Despite a lack of momentum, there is still an easygoing confidence in Findlay, a faith that things will turn out for the best. “Everyone who is in the fray creates a draft, like a bicyclist, and we ride in each other’s drafts,” he says. “We all together raise the level of the water, raising all our ships.”

This is essentially what Findlay told the president of Celestis, Chan Tysor, when he met him at Return to the Moon IV last year in Houston. Even though Celestis is established and financed in all the ways that Findlay is not, even though the company’s success could undercut Buried on the Moon, Findlay told him they were on the same team and wished him luck.

Then Findlay went on to give a disastrous presentation about private moon endeavors and the industry’s need for more funding. Scheduled to speak for fifteen minutes, he stepped down after only four. He swore afterward that he would never speak in public again. Even now he shudders remembering it, calling his performance a “meltdown of humanness.”

A year later, Findlay is no closer to realizing Buried on the Moon, which he initially hoped to launch in 2005. Things are happening in the space world — big, fast and historic things that promise to do for spaceflight in the next century what the past century did for aviation. Whether Findlay can bottle some of that energy for himself remains to be seen.

Today, he rises early to stop off before work at Coffee Bay on Pflumm Road, which he loves because the management not only encourages conversation among strangers but practically demands it.
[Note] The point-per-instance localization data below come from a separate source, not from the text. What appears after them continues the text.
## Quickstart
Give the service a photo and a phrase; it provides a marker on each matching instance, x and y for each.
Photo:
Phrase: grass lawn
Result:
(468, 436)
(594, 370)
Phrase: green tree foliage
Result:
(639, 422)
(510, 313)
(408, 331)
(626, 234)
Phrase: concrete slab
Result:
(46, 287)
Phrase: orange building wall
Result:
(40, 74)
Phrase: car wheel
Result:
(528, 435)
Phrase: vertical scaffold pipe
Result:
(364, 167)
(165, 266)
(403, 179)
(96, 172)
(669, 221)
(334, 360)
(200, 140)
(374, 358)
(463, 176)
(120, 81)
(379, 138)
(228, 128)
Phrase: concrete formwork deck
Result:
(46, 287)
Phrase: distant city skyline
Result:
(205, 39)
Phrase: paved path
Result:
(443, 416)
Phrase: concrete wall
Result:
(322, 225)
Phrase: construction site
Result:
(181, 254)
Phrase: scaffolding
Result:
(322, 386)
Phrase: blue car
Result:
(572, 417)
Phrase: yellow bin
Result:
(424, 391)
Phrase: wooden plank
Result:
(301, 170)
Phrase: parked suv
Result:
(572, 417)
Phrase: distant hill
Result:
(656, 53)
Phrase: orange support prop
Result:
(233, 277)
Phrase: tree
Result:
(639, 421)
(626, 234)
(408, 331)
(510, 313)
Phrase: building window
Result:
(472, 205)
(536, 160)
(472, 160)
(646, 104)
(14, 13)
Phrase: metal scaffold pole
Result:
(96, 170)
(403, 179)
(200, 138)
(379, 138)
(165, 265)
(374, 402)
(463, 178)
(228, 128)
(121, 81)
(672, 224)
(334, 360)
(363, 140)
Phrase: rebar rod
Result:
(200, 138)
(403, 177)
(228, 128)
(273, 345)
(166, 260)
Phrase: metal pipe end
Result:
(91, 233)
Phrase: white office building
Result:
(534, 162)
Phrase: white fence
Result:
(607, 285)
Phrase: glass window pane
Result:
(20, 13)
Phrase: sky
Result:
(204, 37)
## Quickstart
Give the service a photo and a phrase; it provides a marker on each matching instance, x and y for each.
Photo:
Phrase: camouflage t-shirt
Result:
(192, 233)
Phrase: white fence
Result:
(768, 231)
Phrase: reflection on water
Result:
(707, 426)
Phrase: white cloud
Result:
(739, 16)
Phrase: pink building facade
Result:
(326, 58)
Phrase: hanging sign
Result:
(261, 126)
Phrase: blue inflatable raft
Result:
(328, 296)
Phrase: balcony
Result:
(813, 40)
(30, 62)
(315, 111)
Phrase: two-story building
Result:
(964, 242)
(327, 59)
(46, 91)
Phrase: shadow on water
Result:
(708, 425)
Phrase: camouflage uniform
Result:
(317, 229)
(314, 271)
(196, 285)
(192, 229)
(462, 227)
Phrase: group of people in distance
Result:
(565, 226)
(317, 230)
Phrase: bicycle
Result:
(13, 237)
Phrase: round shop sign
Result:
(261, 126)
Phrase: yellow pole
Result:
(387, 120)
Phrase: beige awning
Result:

Findlay is in good spirits, not closer to achieving his dream but not further away, either. He’s at peace, he says, with where he stands right now. He is a fifty-year-old man on his way to work with no reason to believe he’ll ever get 2,016 people to hand him $100,000 to be buried on the moon.

But somehow he shrugs that off. After all, the boundaries of time and reason don’t apply to him, and he insists it will happen anyway.